私にとって大切なのは、何かの賞をとることや、それによって有名になることではなく、私が造ったウイスキーを飲んだ人たちが幸せになることです。私には40年来の親友がいるんですが、昔、彼のお父さんが当時ではスコットランドでも珍しいグレンモーレンジィのシングルモルトをよく飲んでいたのを覚えています。彼はもう亡くなりましたが、今も生きていて、私が造ったグレンモーレンジィを飲んだら、どう思ってくれるのだろうと時々思うことがあります。

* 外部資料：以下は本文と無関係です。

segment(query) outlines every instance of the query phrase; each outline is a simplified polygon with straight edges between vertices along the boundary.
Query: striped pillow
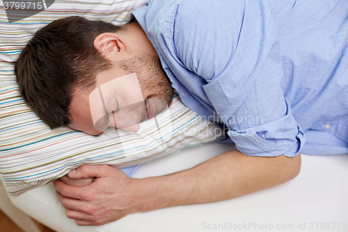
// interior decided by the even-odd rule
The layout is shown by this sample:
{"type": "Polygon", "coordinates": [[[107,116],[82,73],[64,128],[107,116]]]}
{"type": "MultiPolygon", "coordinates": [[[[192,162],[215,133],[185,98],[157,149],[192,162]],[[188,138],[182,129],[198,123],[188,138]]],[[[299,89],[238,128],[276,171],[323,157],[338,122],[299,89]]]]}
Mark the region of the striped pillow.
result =
{"type": "Polygon", "coordinates": [[[0,173],[11,196],[83,164],[129,167],[221,137],[216,124],[187,109],[177,95],[169,109],[157,116],[159,127],[149,120],[136,134],[110,130],[97,137],[68,127],[51,130],[19,97],[11,62],[38,29],[72,15],[123,24],[132,10],[147,1],[56,1],[45,10],[12,23],[0,6],[0,173]]]}

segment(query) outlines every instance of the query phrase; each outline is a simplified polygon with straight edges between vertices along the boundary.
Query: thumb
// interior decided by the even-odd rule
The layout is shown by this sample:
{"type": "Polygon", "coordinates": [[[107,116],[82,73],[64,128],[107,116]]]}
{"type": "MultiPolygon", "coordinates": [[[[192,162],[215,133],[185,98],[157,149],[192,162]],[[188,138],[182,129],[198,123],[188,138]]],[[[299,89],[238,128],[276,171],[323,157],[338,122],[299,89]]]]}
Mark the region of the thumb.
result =
{"type": "Polygon", "coordinates": [[[68,173],[72,179],[87,178],[90,177],[102,178],[108,176],[110,167],[109,165],[82,165],[76,169],[71,170],[68,173]]]}

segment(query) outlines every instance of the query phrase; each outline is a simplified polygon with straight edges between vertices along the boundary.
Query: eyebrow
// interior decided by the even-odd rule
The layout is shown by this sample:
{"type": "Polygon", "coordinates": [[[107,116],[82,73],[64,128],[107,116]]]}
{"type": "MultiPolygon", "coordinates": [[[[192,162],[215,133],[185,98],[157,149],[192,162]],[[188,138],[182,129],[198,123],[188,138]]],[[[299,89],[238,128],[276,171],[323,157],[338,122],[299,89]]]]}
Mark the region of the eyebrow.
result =
{"type": "Polygon", "coordinates": [[[100,86],[98,86],[99,94],[100,95],[100,98],[102,98],[102,102],[103,103],[104,111],[105,113],[105,116],[104,116],[104,119],[105,122],[109,123],[109,111],[106,109],[106,105],[105,105],[105,101],[104,100],[103,94],[102,93],[102,90],[100,89],[100,86]]]}

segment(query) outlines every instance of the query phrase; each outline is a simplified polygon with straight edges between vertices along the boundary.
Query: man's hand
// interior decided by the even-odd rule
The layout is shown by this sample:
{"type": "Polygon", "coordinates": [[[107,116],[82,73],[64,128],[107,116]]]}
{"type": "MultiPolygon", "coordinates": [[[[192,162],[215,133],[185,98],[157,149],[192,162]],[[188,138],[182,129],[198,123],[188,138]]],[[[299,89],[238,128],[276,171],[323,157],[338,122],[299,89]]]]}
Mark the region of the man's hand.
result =
{"type": "Polygon", "coordinates": [[[77,225],[102,225],[139,211],[134,204],[139,196],[131,194],[132,183],[136,180],[122,171],[109,165],[83,165],[71,171],[68,176],[72,179],[95,177],[92,183],[82,187],[68,185],[59,180],[54,182],[67,217],[77,225]]]}

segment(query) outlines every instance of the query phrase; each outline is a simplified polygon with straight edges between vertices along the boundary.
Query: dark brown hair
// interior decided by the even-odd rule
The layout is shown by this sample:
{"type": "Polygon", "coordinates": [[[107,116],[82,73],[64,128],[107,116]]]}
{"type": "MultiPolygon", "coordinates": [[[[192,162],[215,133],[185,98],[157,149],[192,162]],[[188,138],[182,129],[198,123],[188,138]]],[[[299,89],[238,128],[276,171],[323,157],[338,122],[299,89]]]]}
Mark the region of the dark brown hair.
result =
{"type": "Polygon", "coordinates": [[[121,28],[102,21],[73,16],[56,20],[36,32],[15,63],[19,92],[50,127],[71,122],[69,106],[74,88],[95,85],[109,60],[94,47],[95,38],[121,28]]]}

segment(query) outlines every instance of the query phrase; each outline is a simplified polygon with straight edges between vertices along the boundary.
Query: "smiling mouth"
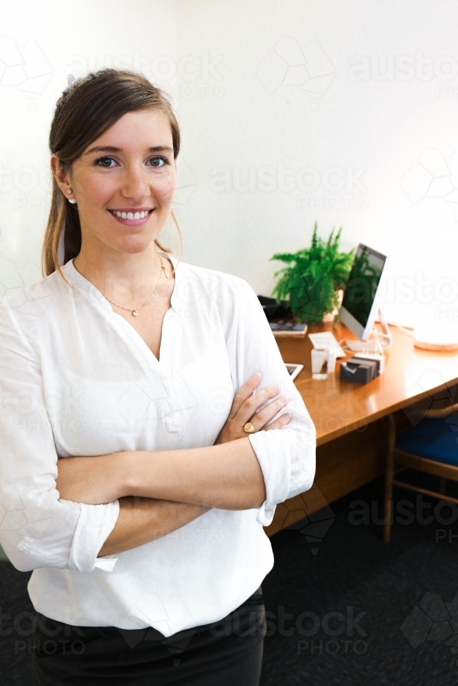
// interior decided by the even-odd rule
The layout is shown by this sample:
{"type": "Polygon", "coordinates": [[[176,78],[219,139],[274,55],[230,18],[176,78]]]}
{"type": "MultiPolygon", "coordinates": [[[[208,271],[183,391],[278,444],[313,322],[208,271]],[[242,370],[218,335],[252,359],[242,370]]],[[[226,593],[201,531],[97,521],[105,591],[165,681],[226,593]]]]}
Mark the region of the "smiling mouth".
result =
{"type": "Polygon", "coordinates": [[[148,215],[151,214],[152,211],[152,208],[150,210],[141,210],[141,211],[137,212],[122,212],[120,210],[108,210],[110,214],[113,215],[113,217],[116,217],[117,219],[127,220],[128,221],[145,219],[148,215]]]}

—きっとラムズデン博士のことを誇りに思ってくれるでしょうね。ところで、グレンモーレンジィの蒸留所で使われている*ポットスチルは、スコットランドで一番背が高いものだそうですが、これを使うことによってどんな特徴になるのかを教えてください。
*モルトウイスキーなどの蒸留に使用する単式蒸留釜
ポットスチルの長い首の部分はスワンネックと呼ばれているのですが、うちで使っているものは5メートル強もあるんです。だからグレンモーレンジィのブランドマスコットはキリンなんですよ。これを使うことによって、蒸留された原酒の雑味のあるオイリーな部分が上の方まで行かないので、ピュアでエレガントで豊かな香りだけが残るんです。ちなみに創業当時は、ポットスチルの背はここまで高くなかったようです。アルフレッド・バーナードというライターが、昔、スコットランドの全ての蒸溜所を周って、その様子を本に残しているのですが、それによるとグレンモーレンジィの蒸溜所は1837年に建て直され、それ以降このスタイルになったそうです。その理由は記録に残っていないのでわかりませんが。
グレンモーレンジィ蒸留所のポットスチル
—蒸留所が近々拡張されるとお聞きしました。具体的にどのようなことが行われているのですか?
新たに2基のポットスチルを入れ、新しい棟も建設中です。現在、蒸留所には12基のポットスチルがあるのですが、全てがずっと稼働し続けているので、新しい製品を造りたいと思っても造れないんです。例えば、シグネットのような製品を造るとなると、他のものと原料が違うので、ポットスチルを全部綺麗に掃除して、設備全体をシグネット用に変えないといけない。それで4年ほど前に私のボスに話を持ちかけ、新しくポットスチルを入れることになりました。新しい棟も増えるので、だいぶ効率が良くなると思います。建設は始まったばかりですが、蒸留の作業はできれば2020年の第3四半期くらいにスタートしたいと考えています。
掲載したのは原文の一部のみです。